Ему удалось сохранить почти весь отряд "Строителей", и их боевой дух был по-прежнему высок. Братья тихо беседовали. Дов успокоился. Мундек положил руку Дову на плечо, они вышли вдвоем из штаба и пошли в свою комнату. Мундек говорил о том, что Руфь должна вот-вот родить, и как это будет чудесно, когда Дов вдруг станет дядей. Конечно, ребенок будет племянником всех "Строителей", но все-таки Дов будет его настоящим дядей. В отряде уже и до этого справляли свадьбы и уже даже родилось трое детей - все новые "Строители". Но самым чудесным ребенком будет, конечно, сын Руфи. А тут еще Мундек сказал Дову, что им удалось "организовать" еще одну лошадиную тушу, так что будет настоящий пир. У Дова дрожь прекратилась. Добравшись наверх, Дов улыбнулся Мундеку и сказал, что очень его любит.
Едва они открыли дверь и взглянули на Реббеку, как им сразу стало ясно, что стряслась беда. Мундеку с трудом удалось заставить Реббеку рассказать внятно в чем дело.
- Мать и Руфь! - рыдала она. - Их забрали с фабрики. Отменили пропуска и повели на Умшлагплац.
Дов бросился к двери. Мундек схватил его. Мальчик визжал и вырывался.
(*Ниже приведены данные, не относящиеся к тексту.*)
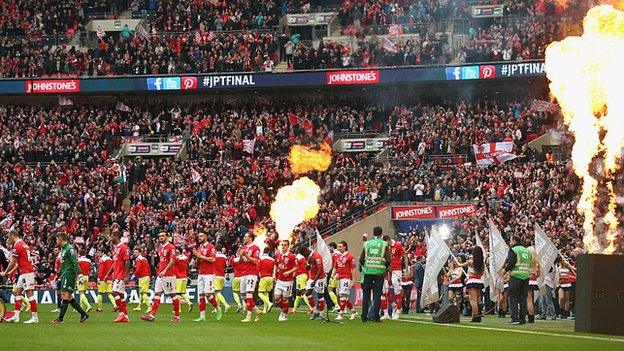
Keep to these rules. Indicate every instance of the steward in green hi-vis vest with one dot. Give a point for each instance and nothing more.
(374, 261)
(522, 269)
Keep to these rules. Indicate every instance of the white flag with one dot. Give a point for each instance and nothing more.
(493, 153)
(546, 253)
(323, 249)
(437, 255)
(498, 254)
(487, 277)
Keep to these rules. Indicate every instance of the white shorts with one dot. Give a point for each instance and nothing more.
(397, 278)
(165, 284)
(26, 281)
(248, 284)
(205, 284)
(344, 286)
(319, 287)
(119, 286)
(283, 288)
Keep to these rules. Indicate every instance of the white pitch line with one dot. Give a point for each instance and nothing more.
(520, 331)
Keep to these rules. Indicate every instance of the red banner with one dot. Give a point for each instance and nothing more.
(52, 86)
(456, 211)
(352, 77)
(420, 211)
(413, 212)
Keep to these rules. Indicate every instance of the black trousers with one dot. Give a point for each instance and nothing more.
(371, 284)
(518, 291)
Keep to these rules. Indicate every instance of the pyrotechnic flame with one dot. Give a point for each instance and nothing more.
(585, 76)
(304, 159)
(294, 204)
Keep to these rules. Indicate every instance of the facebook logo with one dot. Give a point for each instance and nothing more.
(167, 83)
(453, 73)
(470, 72)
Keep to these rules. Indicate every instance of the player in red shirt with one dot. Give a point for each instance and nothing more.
(83, 281)
(219, 268)
(266, 270)
(182, 261)
(286, 268)
(165, 279)
(105, 280)
(121, 270)
(205, 254)
(316, 282)
(249, 255)
(397, 262)
(343, 273)
(21, 262)
(142, 272)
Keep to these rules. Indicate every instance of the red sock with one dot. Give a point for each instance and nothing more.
(399, 301)
(311, 300)
(155, 305)
(250, 304)
(213, 301)
(343, 304)
(33, 306)
(176, 307)
(202, 305)
(321, 306)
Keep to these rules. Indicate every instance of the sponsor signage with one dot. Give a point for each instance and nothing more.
(382, 76)
(363, 145)
(52, 86)
(352, 77)
(423, 211)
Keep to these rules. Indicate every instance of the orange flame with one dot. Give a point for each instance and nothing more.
(585, 76)
(304, 159)
(294, 204)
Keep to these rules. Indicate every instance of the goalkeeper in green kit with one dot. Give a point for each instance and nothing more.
(67, 274)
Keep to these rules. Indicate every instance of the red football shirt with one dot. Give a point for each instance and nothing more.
(345, 263)
(396, 256)
(316, 266)
(266, 266)
(104, 266)
(301, 265)
(205, 267)
(166, 254)
(21, 252)
(85, 265)
(219, 265)
(121, 254)
(181, 266)
(246, 266)
(285, 263)
(141, 267)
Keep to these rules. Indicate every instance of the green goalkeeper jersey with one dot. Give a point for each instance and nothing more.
(69, 262)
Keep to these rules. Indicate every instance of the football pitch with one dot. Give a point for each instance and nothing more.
(413, 332)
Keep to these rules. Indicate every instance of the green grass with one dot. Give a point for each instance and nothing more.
(415, 332)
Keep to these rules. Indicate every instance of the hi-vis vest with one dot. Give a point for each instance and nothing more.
(522, 269)
(374, 253)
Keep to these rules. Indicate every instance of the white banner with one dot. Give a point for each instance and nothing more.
(546, 253)
(493, 153)
(498, 254)
(437, 255)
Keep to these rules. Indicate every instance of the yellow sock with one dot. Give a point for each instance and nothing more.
(222, 300)
(186, 299)
(84, 302)
(332, 295)
(111, 298)
(236, 298)
(265, 298)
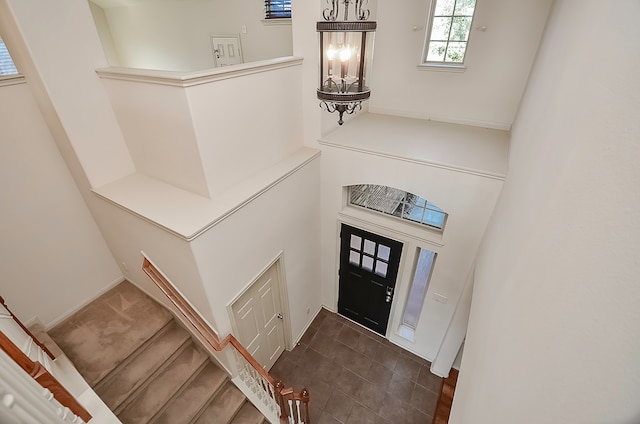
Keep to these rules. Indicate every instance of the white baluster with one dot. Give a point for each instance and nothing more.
(299, 415)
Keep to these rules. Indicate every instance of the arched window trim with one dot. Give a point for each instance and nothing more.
(397, 203)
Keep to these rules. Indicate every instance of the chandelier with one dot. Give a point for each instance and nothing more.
(346, 50)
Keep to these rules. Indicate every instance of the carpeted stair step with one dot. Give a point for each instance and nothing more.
(224, 407)
(248, 414)
(153, 397)
(104, 333)
(192, 401)
(140, 366)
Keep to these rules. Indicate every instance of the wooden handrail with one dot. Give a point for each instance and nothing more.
(39, 373)
(207, 333)
(26, 330)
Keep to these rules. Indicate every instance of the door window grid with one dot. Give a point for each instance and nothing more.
(369, 255)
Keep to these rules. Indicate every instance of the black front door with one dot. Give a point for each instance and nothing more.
(368, 270)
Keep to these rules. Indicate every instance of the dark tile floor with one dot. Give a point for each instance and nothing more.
(355, 376)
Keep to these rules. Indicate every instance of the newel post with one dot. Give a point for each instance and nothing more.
(280, 399)
(304, 397)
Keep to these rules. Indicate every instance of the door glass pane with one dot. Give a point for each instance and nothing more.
(369, 247)
(354, 258)
(383, 252)
(381, 268)
(356, 242)
(418, 289)
(367, 263)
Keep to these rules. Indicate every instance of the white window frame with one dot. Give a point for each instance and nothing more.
(276, 18)
(420, 224)
(442, 66)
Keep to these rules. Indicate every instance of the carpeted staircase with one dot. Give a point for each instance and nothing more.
(146, 367)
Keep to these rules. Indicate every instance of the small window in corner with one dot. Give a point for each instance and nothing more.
(7, 67)
(448, 32)
(277, 9)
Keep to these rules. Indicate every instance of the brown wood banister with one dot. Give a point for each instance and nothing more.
(26, 330)
(39, 373)
(281, 394)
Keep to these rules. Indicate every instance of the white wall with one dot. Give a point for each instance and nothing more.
(158, 128)
(58, 49)
(554, 319)
(197, 138)
(284, 219)
(469, 201)
(245, 125)
(175, 35)
(498, 63)
(104, 32)
(53, 256)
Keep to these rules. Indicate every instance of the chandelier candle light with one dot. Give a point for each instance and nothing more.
(346, 50)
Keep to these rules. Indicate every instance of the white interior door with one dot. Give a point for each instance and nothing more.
(226, 50)
(259, 321)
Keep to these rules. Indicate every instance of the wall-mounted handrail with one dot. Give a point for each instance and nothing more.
(293, 407)
(26, 330)
(39, 373)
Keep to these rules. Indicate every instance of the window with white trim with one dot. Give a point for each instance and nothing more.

- Дов, Дов, ничего нельзя сделать!
- Мама, мама, я хочу к маме!
- Лов, Дов, неужели тебе хочется посмотреть, как ее уведут?
Руфь, на восьмом месяце беременности, до газовых камер Треблинки так и не доехала. Она умерла при родах вместе с ребенком в товарном вагоне, до того набитом, что не было никакой возможности прилечь.
Комендант Треблинки, полковник эс-эс Вирт, был вне себя от бешенства. Опять случилась авария в газовых камерах, а тут ожидался новый транспорт из Варшавскою гетто. Вирт гордился тем, что Треблинка занимала первое место в области предоставления "специальных услуг" среди всех лагерей в Польше. Инженеры доложили, что нет никакой возможности устранить аварию еще до прибытия транспорта из Варшавы.
В довершение всех бед, вот-вот должны были прибыть в целях личной инспекции оберштурмбанфюрер Эйхман и сам Гиммлер, а Вирт намеревался устроить в их честь показательный сеанс массового умерщвления в газовых камерах.
Пришлось собрать все старые, почти уже вышедшие из строя, душегубки в окрестностях и послать их на станцию для приема груза. При нормальных условиях в душегубке размещалось всего 20 человек.
Но это был аварийный случай. Заставив жертвы поднять руки вверх, немцам удалось втолкнуть в кузова еще шесть или восемь евреев. Затем они обнаружили, что между макушками стоявших и потолком осталось еще несколько дюймов свободного пространства; они и туда затолкнули человек восемь или десять детей.
Лея Ландау находилась в состоянии полнейшей прострации после гибели Руфи, когда поезд загнали в тупик неподалеку от Треблинки. Ее и еще тридцать женщин вытащили из товарного вагона и кнутом, дубинками, собаками, их загнали в душегубку, заставив поднять руки над головой. Когда душегубка была набита до отказа, железная дверь захлопнулась. Машина тронулась, и не прошло и минуты, как стальной кузов машины наполнился окисью углерода. Когда машина доехала до лагеря и остановилась у заранее вырытых ям, все в кузове были уже мертвы; оставалось только разгрузить трупы и вырвать золотые коронки из ртов жертв.
Но тут Лея, наконец, надсмеялась над палачами: ее золотые зубы были уже давно выдернуты и обменены на пищу.
Опять настала зима, и немцы устраивали облавы все чаще и чаще.
Все гетто перебралось теперь в подвалы, захватив с собой все, что представляло собой какую-то ценность. Подвалы все более расширяли, а некоторые, как подвал "Строителей", были превращены в настоящие дзоты. Возникли десятки, затем и сотни таких бункеров. Прокладывались подземные ходы сообщения между ними.